A systematic astrological treatise that explains how the sun, moon, planets and fixed stars are understood to affect weather, geography and human affairs. It lays out technical vocabulary and procedures—signs, houses, aspects, triplicities, exaltations and terms—then applies them across four parts: foundational principles and methods; climatic and regional forecasts including eclipses and atmospheric phenomena; rules for casting nativities and interpreting birth, temperament, health and longevity; and worked examples with tables and commentary. The work emphasizes a disciplined, observational approach to linking astronomical positions with types and timings of terrestrial events.

CHAPTER XIX
SIGNS INCONJUNCT

All signs, between which there does not exist any familiarity in any of the modes above specified, are inconjunct and separated.

For instance, all signs are inconjunct which are neither commanding nor obeying, and not beholding each other nor of equal power, as well as all signs which contain between them the space of one sign only, or the space of five signs, and which do not at all share in any of the four prescribed configurations: viz. the opposition, the trine, the quartile, and the sextile.
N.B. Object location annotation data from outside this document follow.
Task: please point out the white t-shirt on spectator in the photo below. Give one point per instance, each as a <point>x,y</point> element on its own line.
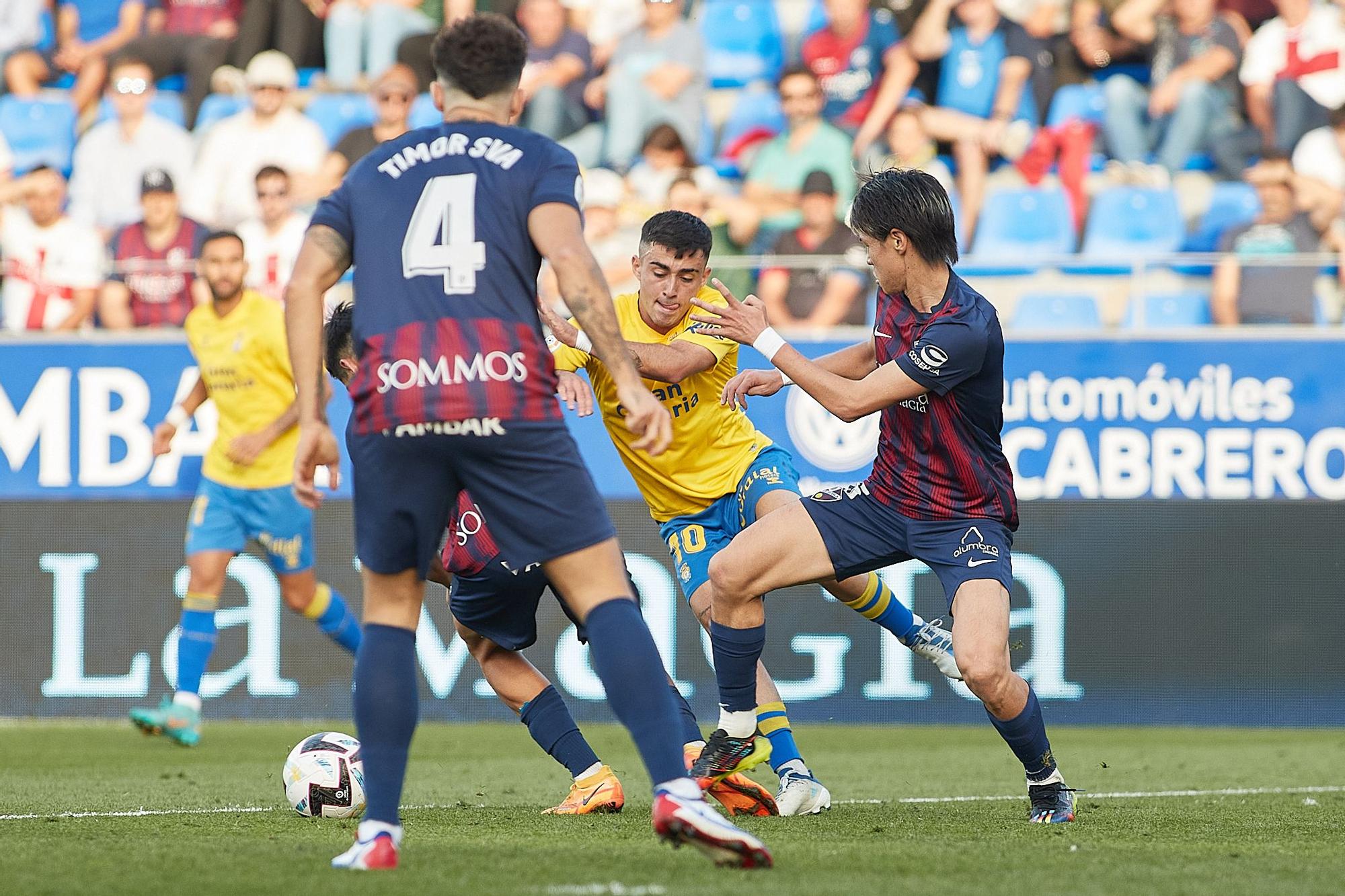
<point>1319,155</point>
<point>44,267</point>
<point>1320,44</point>
<point>271,257</point>
<point>106,178</point>
<point>223,192</point>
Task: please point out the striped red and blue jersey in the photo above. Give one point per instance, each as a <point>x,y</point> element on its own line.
<point>159,280</point>
<point>470,546</point>
<point>446,274</point>
<point>939,454</point>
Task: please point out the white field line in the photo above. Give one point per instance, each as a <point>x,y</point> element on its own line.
<point>1124,794</point>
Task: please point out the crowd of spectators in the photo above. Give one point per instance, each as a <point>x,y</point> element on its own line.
<point>957,88</point>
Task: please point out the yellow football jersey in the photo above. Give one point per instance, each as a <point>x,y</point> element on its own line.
<point>712,444</point>
<point>245,362</point>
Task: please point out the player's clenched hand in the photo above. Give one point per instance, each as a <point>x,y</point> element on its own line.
<point>317,448</point>
<point>646,417</point>
<point>575,393</point>
<point>739,321</point>
<point>751,382</point>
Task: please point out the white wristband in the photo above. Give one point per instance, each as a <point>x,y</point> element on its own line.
<point>769,343</point>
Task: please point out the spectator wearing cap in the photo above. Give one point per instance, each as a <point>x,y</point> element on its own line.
<point>272,240</point>
<point>53,266</point>
<point>559,68</point>
<point>154,263</point>
<point>1249,286</point>
<point>88,33</point>
<point>193,38</point>
<point>271,132</point>
<point>393,95</point>
<point>112,157</point>
<point>808,145</point>
<point>827,294</point>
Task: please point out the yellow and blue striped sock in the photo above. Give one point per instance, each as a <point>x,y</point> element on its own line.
<point>774,723</point>
<point>880,604</point>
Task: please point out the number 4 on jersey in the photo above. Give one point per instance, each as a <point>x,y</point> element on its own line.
<point>442,237</point>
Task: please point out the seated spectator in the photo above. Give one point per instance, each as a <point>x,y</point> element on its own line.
<point>154,263</point>
<point>657,77</point>
<point>393,95</point>
<point>734,225</point>
<point>808,145</point>
<point>1295,72</point>
<point>664,159</point>
<point>983,107</point>
<point>362,37</point>
<point>828,295</point>
<point>1249,287</point>
<point>1320,171</point>
<point>268,134</point>
<point>88,32</point>
<point>112,157</point>
<point>53,266</point>
<point>1194,88</point>
<point>272,240</point>
<point>193,38</point>
<point>559,68</point>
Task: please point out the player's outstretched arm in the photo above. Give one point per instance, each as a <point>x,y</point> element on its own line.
<point>558,233</point>
<point>322,261</point>
<point>744,322</point>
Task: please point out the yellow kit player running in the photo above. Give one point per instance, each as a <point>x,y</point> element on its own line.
<point>239,341</point>
<point>720,474</point>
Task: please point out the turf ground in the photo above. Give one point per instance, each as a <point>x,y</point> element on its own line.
<point>477,827</point>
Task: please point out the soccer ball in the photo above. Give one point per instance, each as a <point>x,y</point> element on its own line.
<point>325,778</point>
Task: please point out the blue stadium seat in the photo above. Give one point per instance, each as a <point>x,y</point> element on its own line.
<point>743,42</point>
<point>1082,101</point>
<point>41,132</point>
<point>1169,310</point>
<point>166,106</point>
<point>1026,224</point>
<point>337,114</point>
<point>1050,311</point>
<point>219,106</point>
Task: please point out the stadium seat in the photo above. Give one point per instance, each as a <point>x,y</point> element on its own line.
<point>1082,101</point>
<point>337,114</point>
<point>743,42</point>
<point>41,132</point>
<point>166,106</point>
<point>1168,310</point>
<point>1024,224</point>
<point>1050,311</point>
<point>216,107</point>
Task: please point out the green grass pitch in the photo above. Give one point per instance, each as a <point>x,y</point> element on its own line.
<point>478,830</point>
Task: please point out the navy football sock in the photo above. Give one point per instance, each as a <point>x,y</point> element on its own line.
<point>553,728</point>
<point>387,706</point>
<point>637,684</point>
<point>1027,736</point>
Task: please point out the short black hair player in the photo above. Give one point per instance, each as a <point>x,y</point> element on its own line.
<point>446,228</point>
<point>941,489</point>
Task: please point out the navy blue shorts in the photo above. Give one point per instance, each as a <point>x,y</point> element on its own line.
<point>528,478</point>
<point>501,606</point>
<point>863,534</point>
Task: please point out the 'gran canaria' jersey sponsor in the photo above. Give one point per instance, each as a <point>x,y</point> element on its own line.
<point>245,364</point>
<point>712,444</point>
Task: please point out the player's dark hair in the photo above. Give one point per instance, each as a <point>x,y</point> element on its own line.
<point>481,56</point>
<point>913,202</point>
<point>681,232</point>
<point>340,338</point>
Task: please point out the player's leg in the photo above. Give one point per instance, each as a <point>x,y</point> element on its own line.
<point>981,626</point>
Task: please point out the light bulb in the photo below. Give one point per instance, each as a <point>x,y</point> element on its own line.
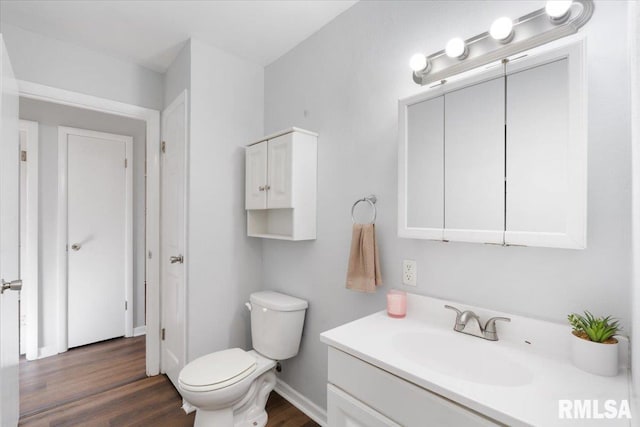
<point>502,29</point>
<point>418,62</point>
<point>456,48</point>
<point>558,10</point>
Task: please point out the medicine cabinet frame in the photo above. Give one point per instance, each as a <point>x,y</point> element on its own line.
<point>574,234</point>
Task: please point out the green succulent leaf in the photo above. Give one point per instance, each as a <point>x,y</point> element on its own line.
<point>598,329</point>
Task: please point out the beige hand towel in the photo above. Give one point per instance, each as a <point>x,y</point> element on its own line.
<point>364,267</point>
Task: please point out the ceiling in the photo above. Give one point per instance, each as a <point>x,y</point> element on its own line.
<point>151,33</point>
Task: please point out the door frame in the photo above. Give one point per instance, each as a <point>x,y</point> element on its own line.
<point>181,98</point>
<point>151,117</point>
<point>29,295</point>
<point>63,227</point>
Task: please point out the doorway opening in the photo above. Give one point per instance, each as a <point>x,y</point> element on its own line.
<point>143,302</point>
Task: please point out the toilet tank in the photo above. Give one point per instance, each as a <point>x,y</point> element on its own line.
<point>276,324</point>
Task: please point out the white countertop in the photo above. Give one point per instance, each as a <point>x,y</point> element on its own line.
<point>537,352</point>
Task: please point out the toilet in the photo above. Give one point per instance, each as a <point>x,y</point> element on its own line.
<point>229,388</point>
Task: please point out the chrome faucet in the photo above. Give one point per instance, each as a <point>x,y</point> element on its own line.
<point>469,323</point>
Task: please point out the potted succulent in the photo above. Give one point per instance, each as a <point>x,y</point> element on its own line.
<point>593,346</point>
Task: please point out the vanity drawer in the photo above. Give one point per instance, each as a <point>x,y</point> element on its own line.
<point>397,399</point>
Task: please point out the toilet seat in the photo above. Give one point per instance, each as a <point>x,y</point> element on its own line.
<point>217,370</point>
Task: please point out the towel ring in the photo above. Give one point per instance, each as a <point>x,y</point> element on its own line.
<point>372,201</point>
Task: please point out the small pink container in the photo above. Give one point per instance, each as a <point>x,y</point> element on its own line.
<point>397,304</point>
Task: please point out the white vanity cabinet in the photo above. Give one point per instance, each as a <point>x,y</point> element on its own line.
<point>362,395</point>
<point>498,155</point>
<point>280,186</point>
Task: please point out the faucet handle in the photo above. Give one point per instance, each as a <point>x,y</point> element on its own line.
<point>490,327</point>
<point>458,312</point>
<point>458,326</point>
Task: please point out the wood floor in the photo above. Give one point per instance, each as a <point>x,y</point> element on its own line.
<point>105,384</point>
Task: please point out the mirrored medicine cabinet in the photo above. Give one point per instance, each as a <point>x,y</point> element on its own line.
<point>499,155</point>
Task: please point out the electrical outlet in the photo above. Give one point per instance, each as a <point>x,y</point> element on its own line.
<point>409,272</point>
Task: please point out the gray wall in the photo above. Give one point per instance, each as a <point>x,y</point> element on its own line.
<point>634,45</point>
<point>50,116</point>
<point>51,62</point>
<point>178,75</point>
<point>344,82</point>
<point>223,265</point>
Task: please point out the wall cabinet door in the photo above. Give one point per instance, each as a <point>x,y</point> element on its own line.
<point>256,176</point>
<point>546,160</point>
<point>279,194</point>
<point>425,168</point>
<point>474,163</point>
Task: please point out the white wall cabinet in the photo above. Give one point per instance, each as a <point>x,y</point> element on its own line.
<point>280,186</point>
<point>499,155</point>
All parts which are distant from each other in the space of one sign only are considered inconjunct, because they are averted, as it were, from each other; and because, although the said space between them may extend into two signs, the whole only contains an angle equal to that of one sign: all parts distant from each other in the space of five signs are also considered inconjunct, because they divide the whole circle into unequal parts; whereas the spaces contained in the configurations above mentioned, viz. the opposition, trine, quartile, and sextile, produce aliquot divisions.[47]